Jan 112010
 

This is a tax,   https://www.countmyfish.noaa.gov/index.html  and it’s coming because  NOAA, and state fishery agencies can’t get the job done with the revenue they already get from us, and now, we recreational saltwater fisherman will be burdened unnecessarily as a result. I would love to know where the numbers thrown up by NOAA relating the impact recreational fisherman have on the oceans fisheries come from. It’s obviously a concoction by various legal, and PR entities enlisted to help justify the budgetary inefficiencies of federal ocean fishery management agencies. The cause is good, the focus ridiculous. The numbers are dismissible in my mind. 

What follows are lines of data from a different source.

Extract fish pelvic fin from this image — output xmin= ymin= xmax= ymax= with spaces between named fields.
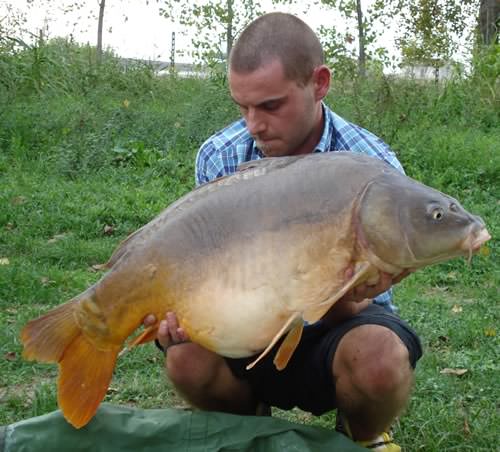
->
xmin=246 ymin=312 xmax=302 ymax=370
xmin=57 ymin=335 xmax=119 ymax=428
xmin=304 ymin=262 xmax=372 ymax=323
xmin=21 ymin=299 xmax=80 ymax=363
xmin=273 ymin=319 xmax=304 ymax=370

Recreational fisherman, by and large, drop a few lines in the water on occasion, throw back most of what they catch, and some days catch nothing. We all know this. I expect these parameters were absent from any calculation. There is no way any rational person could conclude that recreational fishing serves as a statistically viable measure when it comes to ocean stock levels compared to data already gathered from commercial fishing landing counts. Sure, some fish are taken recreationally, but as a tool, it’s just statistically insignificant compared too commercial fishing whose takes are large, and highly measurable. This is not about lakes, rivers, and streams here that are more significantly impacted by recreational fishing, but about the ocean, and the fishing methods that significantly impact it and are already easily measured. 

The NOAA spin is laughable but understandable. The implications sad. New revenue streams are a quick fix for budgetary inefficiency. Too bad the recreational saltwater fisherman will have to pay in beyond what they already do, for the surveys that are already funded and could work properly. Shame on NOAA for their poorly veiled excuse. No one is going to give a phone survey (most will give their office phone number), and most will throw any mail survey in the recycle bin without opening it. And it’s only because we recreational saltwater fisherman are smart enough to know that we offer no new significant data. But NOAA knows this. The whole exercise is a PR effort that looks ridiculous to the intelligent fisherman—and anyone else thinking rationally. I registered, and will pay my $15 dollars a years in years to come….unless I can bludgeon some sense into my US and state legislators soon… to keep this boondoggle from going through, or at least to make my state exempt…which is possible.., and something we all should strive for. Lets protect and nurture the ocean’s fisheries, and lets do it by making the existing systems we have work properly. 

Just one MOF member’s opinion only, and not reflective (necessarily) of MOF as a whole.